Fewer Radix Passes: Tuning CUB Sort for GPU TopK with Tiered Bit Dispatch
We were optimizing a GPU TopK indexer kernel that selects the top-2048 indices from scored sequences. Profiling showed torch.topk consumed 77% of compute for large sequences (N=16384), making it the dominant bottleneck.
The idea: CUB radix sort with fewer passes
CUB’s DeviceRadixSort::SortPairsDescending supports begin_bit and end_bit parameters that control which bits get sorted. IEEE 754 float32 has sign (bit 31), exponent (bits 23-30), and mantissa (bits 0-22). By setting begin_bit=16, we sort only the upper 16 bits — sign, exponent, and top 7 mantissa bits — cutting from 4 radix passes to 2.
// 2 passes instead of 4: sort only upper 16 bits
cub::DeviceRadixSort::SortPairsDescending(
temp, temp_bytes,
scores_in, scores_out,
indices_in, indices_out,
N, /*begin_bit=*/16, /*end_bit=*/32, stream
);
The precision trap
This worked perfectly for N >= 4096 (128/128 correct). But lowering the threshold to N=2048 broke 7 workloads — scores near the top-K boundary differed only in the lower 16 mantissa bits, causing the sort to produce different orderings than torch.topk.

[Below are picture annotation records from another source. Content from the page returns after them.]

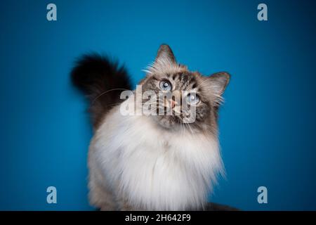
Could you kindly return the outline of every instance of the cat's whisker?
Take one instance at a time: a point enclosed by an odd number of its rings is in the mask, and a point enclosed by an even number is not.
[[[93,105],[97,100],[98,98],[99,98],[100,96],[102,96],[103,95],[110,92],[110,91],[130,91],[129,89],[110,89],[110,90],[107,90],[105,91],[102,92],[100,94],[99,94],[98,96],[96,96],[92,101],[91,101],[91,105]]]

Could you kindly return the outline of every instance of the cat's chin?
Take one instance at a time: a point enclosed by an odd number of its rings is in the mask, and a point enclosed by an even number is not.
[[[185,127],[181,119],[171,115],[155,115],[152,116],[154,122],[163,129],[171,131],[180,131]]]

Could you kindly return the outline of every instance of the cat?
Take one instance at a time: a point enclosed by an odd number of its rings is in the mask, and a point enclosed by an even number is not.
[[[217,124],[230,75],[191,72],[166,44],[145,72],[132,94],[141,89],[157,97],[138,103],[131,95],[121,99],[121,91],[131,89],[128,72],[106,57],[85,55],[71,72],[73,84],[90,101],[93,124],[90,203],[101,210],[203,210],[218,176],[225,174]],[[166,92],[171,98],[159,99]],[[150,112],[163,114],[121,113],[124,104],[141,109],[146,103]]]

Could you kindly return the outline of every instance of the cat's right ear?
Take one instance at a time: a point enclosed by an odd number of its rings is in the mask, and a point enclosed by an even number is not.
[[[158,49],[154,63],[175,64],[176,57],[168,44],[162,44]]]

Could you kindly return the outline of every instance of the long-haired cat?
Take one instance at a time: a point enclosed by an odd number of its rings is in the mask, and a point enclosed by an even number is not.
[[[230,75],[189,71],[167,45],[145,72],[133,94],[140,89],[157,97],[138,101],[121,99],[121,91],[131,89],[127,72],[105,57],[86,55],[72,72],[91,103],[90,202],[104,210],[203,210],[224,170],[217,120]],[[171,98],[162,99],[166,92]],[[142,112],[148,103],[155,113],[122,113],[123,105]]]

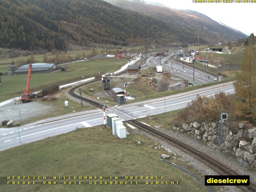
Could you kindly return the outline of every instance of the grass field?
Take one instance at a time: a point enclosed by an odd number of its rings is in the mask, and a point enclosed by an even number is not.
[[[70,68],[67,71],[52,73],[32,74],[30,90],[36,92],[56,84],[64,84],[91,77],[100,72],[101,74],[116,70],[126,60],[84,61],[65,65]],[[26,88],[27,75],[4,76],[1,77],[0,102],[20,95]]]
[[[140,145],[137,144],[138,140],[141,141]],[[128,135],[125,139],[120,139],[112,135],[110,129],[104,130],[101,126],[79,129],[1,151],[1,177],[108,177],[101,181],[99,179],[76,181],[82,181],[84,184],[85,182],[98,181],[97,185],[2,185],[1,190],[46,192],[71,190],[106,192],[206,191],[188,174],[160,160],[161,155],[167,152],[163,149],[155,149],[150,147],[155,142],[140,134],[131,134]],[[186,164],[176,160],[170,161],[178,165]],[[192,168],[185,165],[182,166],[190,170]],[[204,175],[199,174],[198,176],[202,180],[204,178]],[[162,176],[164,179],[139,180],[120,178],[131,176]],[[118,179],[110,180],[109,179],[110,176],[117,176]],[[36,180],[36,182],[50,181],[54,181],[53,179]],[[25,181],[28,181],[27,180]],[[57,181],[63,183],[64,180]],[[143,183],[148,181],[174,181],[175,184],[135,185],[133,183],[133,184],[100,185],[100,181],[137,181]],[[177,181],[179,182],[178,185]]]

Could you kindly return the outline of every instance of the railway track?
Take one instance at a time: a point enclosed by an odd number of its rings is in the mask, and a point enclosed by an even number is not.
[[[137,121],[131,120],[128,122],[140,129],[175,146],[194,157],[222,175],[238,175],[239,174],[214,159],[182,142]],[[237,186],[244,191],[256,192],[256,185],[250,182],[249,186]]]
[[[134,64],[135,65],[139,65],[140,62],[140,61],[138,61],[136,63],[134,63]],[[122,71],[120,73],[118,73],[116,74],[116,75],[119,75],[121,74],[123,74],[123,73],[125,73],[127,72],[127,71],[128,71],[127,70],[125,70],[123,71]],[[110,77],[110,78],[111,79],[113,77]],[[82,86],[86,85],[92,83],[94,83],[95,82],[97,82],[97,81],[100,81],[100,80],[101,80],[101,79],[99,79],[94,80],[93,81],[91,81],[89,82],[88,82],[85,83],[83,83],[82,84],[80,84],[77,86],[76,86],[75,87],[74,87],[73,88],[71,88],[71,89],[70,89],[70,90],[69,90],[69,91],[68,91],[68,93],[70,95],[74,97],[75,97],[76,98],[77,98],[77,99],[81,99],[81,96],[79,95],[78,95],[77,94],[76,94],[75,92],[75,90],[76,89],[79,88],[80,87],[82,87]],[[123,81],[124,82],[124,80]],[[123,82],[122,82],[121,83],[123,83]],[[107,91],[107,93],[109,95],[110,95],[112,97],[114,98],[114,97],[113,96],[113,94],[112,93],[111,93],[111,92],[110,92],[110,91],[109,91],[109,90],[106,90],[106,91]],[[100,107],[100,108],[102,109],[102,106],[100,106],[100,102],[99,102],[97,101],[95,101],[94,100],[93,100],[91,99],[86,98],[84,97],[82,97],[82,100],[83,100],[84,101],[87,102],[87,103],[88,103],[94,106],[95,106],[95,107]],[[106,106],[105,107],[105,108],[107,108],[107,106]]]
[[[75,90],[76,89],[78,89],[80,87],[82,86],[83,86],[84,85],[87,85],[90,83],[94,83],[95,82],[97,82],[97,81],[100,81],[101,79],[97,79],[96,80],[94,80],[92,81],[90,81],[90,82],[88,82],[87,83],[85,83],[83,84],[82,84],[79,85],[77,85],[77,86],[76,86],[73,87],[72,89],[71,89],[69,91],[68,91],[68,93],[70,95],[73,96],[74,97],[75,97],[76,98],[77,98],[79,99],[81,99],[81,96],[79,95],[77,95],[75,93]],[[88,99],[88,98],[86,98],[85,97],[82,97],[82,99],[83,100],[87,102],[87,103],[89,103],[90,104],[94,105],[94,106],[97,107],[100,107],[101,106],[100,106],[100,103],[97,101],[96,101],[92,100],[92,99]],[[105,108],[107,108],[107,106],[105,107]]]

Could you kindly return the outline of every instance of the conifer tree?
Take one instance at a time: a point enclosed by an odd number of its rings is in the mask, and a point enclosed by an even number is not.
[[[239,117],[256,121],[256,49],[252,38],[249,44],[241,64],[241,73],[236,73],[234,85],[236,100],[236,112]]]

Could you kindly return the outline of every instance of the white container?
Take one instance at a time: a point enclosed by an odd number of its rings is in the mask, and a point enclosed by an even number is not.
[[[119,121],[119,118],[117,117],[112,117],[111,118],[112,121],[112,132],[113,135],[116,135],[116,122],[117,121]]]
[[[117,135],[120,139],[126,138],[126,128],[124,125],[118,126],[116,127]]]

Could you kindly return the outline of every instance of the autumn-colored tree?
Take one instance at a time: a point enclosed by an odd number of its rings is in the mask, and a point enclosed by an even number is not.
[[[67,60],[69,62],[71,62],[72,60],[72,57],[69,54],[67,56]]]
[[[60,64],[61,63],[61,58],[59,53],[56,53],[56,58],[55,62],[56,64]]]
[[[29,59],[28,59],[27,62],[28,63],[33,63],[36,62],[36,60],[34,58],[34,55],[33,53],[31,53],[29,57]]]
[[[248,38],[241,64],[241,73],[236,73],[234,83],[236,100],[236,112],[239,117],[256,121],[256,50],[252,45],[252,38]]]
[[[44,53],[44,58],[43,58],[43,60],[45,63],[49,62],[49,58],[48,58],[46,53]]]
[[[98,51],[96,50],[94,48],[92,48],[92,53],[91,53],[91,57],[94,57],[98,55],[99,54]]]

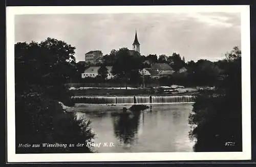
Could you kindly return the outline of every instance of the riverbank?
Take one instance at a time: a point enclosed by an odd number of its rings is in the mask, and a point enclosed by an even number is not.
[[[91,113],[117,110],[122,112],[123,107],[130,108],[133,104],[75,104],[72,107],[67,106],[63,104],[61,105],[66,112]]]
[[[72,88],[70,91],[73,96],[136,96],[144,95],[178,95],[184,93],[198,93],[195,88],[116,89],[116,88]]]

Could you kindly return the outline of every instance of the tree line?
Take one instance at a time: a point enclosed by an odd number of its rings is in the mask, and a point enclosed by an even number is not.
[[[40,43],[15,44],[16,146],[27,143],[86,143],[93,139],[90,121],[64,112],[58,102],[73,104],[65,84],[74,79],[76,75],[81,76],[79,68],[82,67],[75,62],[75,49],[64,41],[50,38]],[[119,81],[138,82],[140,76],[138,70],[147,65],[142,63],[145,57],[129,55],[127,48],[121,48],[113,50],[104,58],[112,57],[109,63],[113,63],[113,72],[119,77]],[[216,62],[201,60],[185,63],[178,54],[172,58],[161,56],[157,59],[157,62],[159,59],[161,62],[167,61],[174,69],[185,65],[187,72],[175,76],[176,81],[188,85],[210,85],[216,88],[215,91],[201,93],[189,116],[189,123],[195,127],[190,135],[197,138],[197,151],[242,150],[241,51],[234,47],[225,55],[225,59]],[[151,62],[156,61],[154,55],[147,57],[148,60],[154,58],[149,60]],[[181,60],[182,64],[176,63]],[[110,65],[106,62],[102,67]],[[102,71],[99,71],[100,76],[105,72],[103,67],[99,70]],[[174,78],[165,79],[175,81]],[[229,147],[227,142],[235,144]],[[17,153],[91,151],[86,147],[24,151],[16,147]]]
[[[15,44],[16,151],[19,153],[91,152],[87,147],[19,147],[19,144],[76,144],[91,141],[90,120],[63,110],[72,106],[65,84],[76,72],[75,47],[48,38],[39,43]]]
[[[236,47],[237,48],[237,47]],[[173,53],[171,56],[162,54],[158,57],[156,54],[150,54],[145,57],[140,55],[138,52],[131,55],[129,50],[122,48],[118,50],[112,50],[109,54],[103,57],[103,63],[97,65],[101,67],[96,78],[81,78],[81,73],[83,73],[87,66],[84,64],[77,64],[77,72],[80,75],[73,80],[74,82],[105,82],[108,72],[106,66],[113,66],[111,72],[115,77],[109,82],[122,82],[127,86],[138,85],[142,82],[142,76],[139,71],[145,68],[151,68],[155,63],[168,64],[175,72],[170,76],[161,77],[159,79],[145,78],[147,84],[158,82],[163,85],[172,84],[182,85],[186,86],[216,86],[220,80],[223,79],[225,66],[223,60],[211,62],[207,60],[199,60],[195,62],[190,61],[185,62],[185,58],[179,54]],[[89,66],[87,66],[88,68]],[[180,73],[179,70],[185,67],[186,71]],[[202,79],[204,78],[204,79]]]

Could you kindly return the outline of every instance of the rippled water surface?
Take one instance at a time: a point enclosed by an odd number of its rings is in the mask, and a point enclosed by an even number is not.
[[[193,152],[188,115],[191,104],[153,104],[144,112],[79,113],[92,122],[95,151],[101,152]],[[103,144],[114,144],[103,147]]]

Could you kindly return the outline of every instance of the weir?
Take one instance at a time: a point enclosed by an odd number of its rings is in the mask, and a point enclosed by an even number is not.
[[[91,104],[150,104],[195,102],[195,95],[177,96],[116,96],[72,97],[76,103]]]

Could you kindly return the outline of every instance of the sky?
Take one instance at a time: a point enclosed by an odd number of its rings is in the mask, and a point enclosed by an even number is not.
[[[132,49],[136,30],[141,54],[176,52],[186,61],[217,61],[241,43],[240,13],[26,14],[15,16],[14,28],[15,43],[64,41],[77,62],[91,50]]]

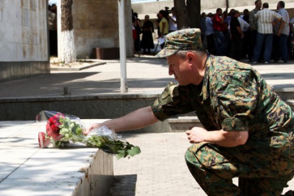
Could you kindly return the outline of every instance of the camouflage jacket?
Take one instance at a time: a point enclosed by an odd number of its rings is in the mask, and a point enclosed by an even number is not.
[[[250,65],[224,56],[208,57],[202,85],[170,83],[151,106],[160,121],[195,111],[208,131],[248,131],[248,142],[294,140],[290,107]]]

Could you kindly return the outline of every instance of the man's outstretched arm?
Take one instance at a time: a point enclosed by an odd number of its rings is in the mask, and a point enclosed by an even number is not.
[[[150,106],[141,108],[117,119],[106,121],[102,123],[93,124],[84,132],[87,134],[96,127],[105,125],[115,132],[137,129],[158,121]]]

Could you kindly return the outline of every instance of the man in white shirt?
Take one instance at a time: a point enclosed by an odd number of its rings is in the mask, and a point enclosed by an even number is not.
[[[169,30],[169,32],[170,33],[176,31],[178,29],[177,24],[176,24],[176,19],[174,14],[174,8],[172,7],[171,9],[171,11],[172,12],[172,16],[169,16],[169,23],[170,24],[170,29]]]
[[[256,44],[252,57],[252,63],[257,63],[261,51],[262,45],[265,43],[264,59],[265,63],[268,64],[270,60],[272,45],[272,26],[282,20],[282,17],[279,14],[269,9],[269,3],[263,4],[263,9],[255,14],[257,19],[257,35]],[[274,20],[276,20],[274,22]]]
[[[213,35],[213,15],[212,13],[207,14],[205,19],[205,36],[207,41],[207,50],[210,53],[215,55],[214,35]]]
[[[273,26],[273,58],[275,61],[281,58],[284,63],[287,63],[288,59],[287,40],[290,27],[289,14],[285,9],[285,2],[278,2],[277,13],[283,17],[283,19]]]

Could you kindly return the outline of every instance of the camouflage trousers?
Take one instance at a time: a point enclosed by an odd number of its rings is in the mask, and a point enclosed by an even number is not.
[[[192,174],[208,196],[280,196],[294,176],[293,148],[291,152],[285,158],[286,163],[278,164],[283,169],[267,166],[270,161],[263,156],[254,157],[254,153],[248,155],[242,148],[204,142],[190,147],[185,158]],[[235,177],[239,177],[239,187],[232,182]]]

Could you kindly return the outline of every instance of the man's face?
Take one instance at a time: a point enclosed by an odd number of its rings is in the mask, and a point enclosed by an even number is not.
[[[257,1],[256,2],[256,4],[255,4],[255,7],[258,9],[260,9],[261,8],[262,6],[262,3],[261,2],[261,0],[259,0],[259,1]]]
[[[185,86],[191,83],[189,74],[191,74],[191,66],[189,60],[182,58],[173,54],[167,57],[169,64],[169,74],[173,75],[174,78],[180,85]]]
[[[220,10],[219,10],[219,11],[218,12],[218,13],[217,13],[217,14],[219,16],[221,16],[221,14],[222,14],[222,10],[221,10],[221,9],[220,9]]]
[[[278,3],[277,4],[277,9],[280,9],[281,8],[281,6],[280,5],[280,3]]]

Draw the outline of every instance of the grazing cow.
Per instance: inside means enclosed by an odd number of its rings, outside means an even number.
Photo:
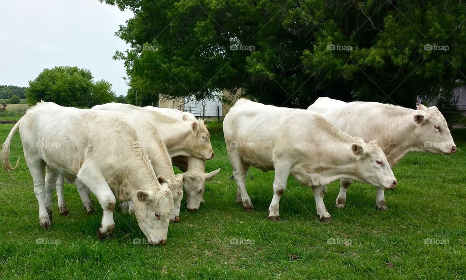
[[[144,109],[159,112],[176,119],[187,121],[195,121],[196,117],[191,113],[183,112],[177,109],[159,108],[152,106],[146,106]],[[205,161],[194,157],[178,156],[172,158],[174,166],[184,172],[184,189],[187,197],[186,206],[188,210],[195,211],[199,209],[200,202],[203,202],[202,195],[205,189],[205,182],[211,180],[220,172],[219,168],[210,173],[205,173]]]
[[[445,118],[435,106],[420,105],[417,110],[377,102],[345,102],[319,97],[308,109],[322,115],[343,131],[377,140],[391,167],[409,152],[449,154],[456,145]],[[335,207],[345,207],[347,190],[352,181],[342,179]],[[387,210],[383,189],[377,188],[377,207]]]
[[[268,218],[279,220],[280,197],[291,174],[310,186],[321,221],[331,220],[323,200],[324,186],[351,178],[384,189],[397,180],[377,141],[365,143],[307,110],[264,105],[240,99],[227,114],[223,132],[243,207],[254,208],[246,188],[250,167],[275,170],[273,198]]]
[[[162,176],[163,178],[162,180],[166,180],[166,182],[168,184],[168,187],[171,190],[175,204],[174,209],[172,212],[170,219],[173,221],[178,221],[180,218],[180,208],[183,197],[183,174],[179,174],[175,175],[173,173],[171,159],[163,141],[161,139],[161,135],[159,132],[152,123],[139,116],[114,111],[108,112],[108,113],[115,114],[118,117],[131,124],[134,128],[141,147],[150,160],[155,174],[158,176]],[[190,127],[191,127],[190,125]],[[194,131],[188,131],[185,137],[194,139],[194,137],[193,135],[194,132]],[[161,182],[162,180],[161,180]],[[57,188],[58,187],[63,188],[64,181],[64,177],[60,175],[57,181]],[[55,186],[51,187],[52,189],[49,190],[48,193],[51,194],[53,192]],[[76,187],[87,213],[89,214],[93,213],[94,211],[90,198],[87,191],[87,188],[81,187],[81,185],[76,185]],[[63,191],[60,191],[59,192],[57,191],[57,193],[63,194]],[[50,198],[47,202],[47,206],[49,207],[48,210],[51,210],[51,195],[47,197]],[[63,198],[59,198],[58,200],[59,202],[60,201],[64,202]],[[59,204],[59,209],[60,209],[60,206]],[[133,212],[133,208],[131,209],[131,212]]]
[[[43,228],[50,227],[51,218],[46,206],[45,185],[55,184],[62,174],[77,179],[77,184],[87,186],[99,200],[103,210],[97,231],[100,238],[115,229],[117,199],[134,203],[139,227],[150,244],[165,243],[173,206],[171,192],[166,184],[159,183],[135,131],[127,123],[115,114],[41,102],[28,110],[3,143],[1,157],[7,172],[16,168],[10,164],[10,145],[18,128]]]

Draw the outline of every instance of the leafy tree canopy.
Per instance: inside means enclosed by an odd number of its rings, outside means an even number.
[[[94,83],[90,71],[77,67],[45,69],[33,81],[26,92],[28,102],[52,101],[64,106],[92,107],[112,102],[115,94],[112,85],[104,80]]]
[[[115,57],[132,102],[136,90],[150,100],[241,89],[279,106],[329,96],[413,107],[465,81],[460,1],[105,1],[135,15],[117,32],[133,47]]]

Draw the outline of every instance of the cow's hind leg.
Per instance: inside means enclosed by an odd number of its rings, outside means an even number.
[[[377,198],[375,202],[377,209],[382,211],[388,210],[385,202],[385,192],[380,187],[377,188]]]
[[[93,214],[95,212],[94,208],[92,208],[92,202],[91,201],[91,198],[89,196],[89,190],[87,187],[82,182],[78,182],[78,180],[75,181],[75,185],[76,185],[76,188],[78,189],[78,192],[79,193],[79,196],[81,198],[81,201],[83,202],[83,205],[86,209],[86,212],[89,215]]]
[[[63,175],[58,176],[57,179],[57,199],[58,201],[58,211],[60,215],[67,216],[69,215],[69,210],[67,207],[67,202],[65,201],[63,189],[65,188],[65,177]]]
[[[110,187],[98,169],[88,162],[84,162],[78,173],[78,180],[75,184],[87,186],[99,200],[103,210],[102,222],[97,231],[99,239],[109,235],[115,228],[113,220],[113,211],[115,209],[116,200],[110,189]]]
[[[52,197],[53,196],[53,191],[55,190],[57,184],[57,178],[58,178],[58,173],[54,170],[47,167],[47,172],[45,175],[45,203],[47,213],[50,221],[52,220]]]
[[[230,154],[229,154],[229,156]],[[233,167],[233,176],[236,181],[236,201],[238,201],[238,192],[241,195],[241,202],[243,202],[243,208],[247,212],[254,212],[254,206],[251,202],[248,192],[246,191],[246,173],[248,170],[245,169],[247,166],[239,155],[235,155],[230,156],[230,160]]]
[[[314,199],[316,200],[316,208],[317,209],[317,214],[319,215],[320,221],[329,222],[332,220],[330,214],[325,208],[324,203],[324,190],[325,186],[313,186],[312,191],[314,193]]]
[[[279,210],[280,198],[286,189],[290,168],[285,166],[275,166],[275,177],[273,181],[273,197],[268,207],[268,219],[276,221],[280,220]]]
[[[27,158],[25,155],[25,157]],[[29,172],[34,182],[34,193],[39,203],[39,221],[43,229],[49,229],[51,226],[50,218],[46,206],[45,163],[41,159],[36,158],[33,161],[26,160]]]
[[[346,206],[346,191],[351,185],[353,180],[350,179],[342,179],[340,180],[340,192],[335,202],[335,207],[344,208]]]

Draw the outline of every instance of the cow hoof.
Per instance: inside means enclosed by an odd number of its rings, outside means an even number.
[[[50,230],[52,227],[52,224],[50,221],[41,221],[40,227],[44,230]]]
[[[319,220],[322,222],[328,223],[331,222],[333,220],[332,217],[321,217],[319,219]]]
[[[377,205],[377,209],[381,211],[384,211],[388,210],[388,207],[386,205]]]
[[[68,208],[67,207],[60,207],[58,208],[58,211],[60,211],[60,216],[69,216],[69,210],[68,210]]]

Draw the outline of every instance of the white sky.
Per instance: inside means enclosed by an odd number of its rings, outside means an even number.
[[[133,16],[98,0],[2,0],[0,85],[27,87],[46,68],[76,66],[126,95],[123,62],[112,57],[129,48],[115,33]]]

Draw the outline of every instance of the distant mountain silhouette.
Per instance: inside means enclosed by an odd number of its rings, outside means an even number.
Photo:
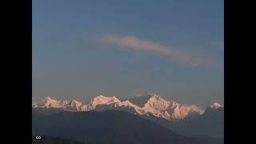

We tested begin_bit=8 (3 passes) at the same threshold — the exact same 7 workloads failed. This confirmed the issue was precision-dependent, not pass-count-dependent: those workloads had near-identical scores at the selection boundary where every mantissa bit matters.
The fix: tiered dispatch
Instead of one threshold, we dispatch based on sequence length:
static constexpr int CUB_THRESHOLD_LOW = 2048;
static constexpr int CUB_THRESHOLD_HIGH = 4096;
if (N >= CUB_THRESHOLD_HIGH) {
// Large N: 2 passes (begin_bit=16), scores well-separated
cub_sort(scores, N, /*begin_bit=*/16, /*end_bit=*/32);
} else if (N >= CUB_THRESHOLD_LOW) {
// Medium N: 4 passes (begin_bit=0), full precision needed
cub_sort(scores, N, /*begin_bit=*/0, /*end_bit=*/32);
} else {
// Small N: torch.topk is faster
torch_topk(scores, N, K);
}
Full precision CUB (4 passes) at N=2048-4095 is still faster than torch.topk, while 2-pass CUB handles the bulk of large workloads. Combined with earlier optimizations (vectorized FP8 dequant, fused ReLU+multiply CUDA kernel, C++ ATen pipeline), this pushed us from ~5.9x to ~6.9x average speedup across 128 workloads.
Takeaway
Radix sort’s begin_bit parameter is a powerful but dangerous knob — it trades mantissa precision for throughput. For TopK selection, the safe strategy is tiered dispatch: fewer passes where scores are well-separated (large N), full precision where boundary scores are tight (small N).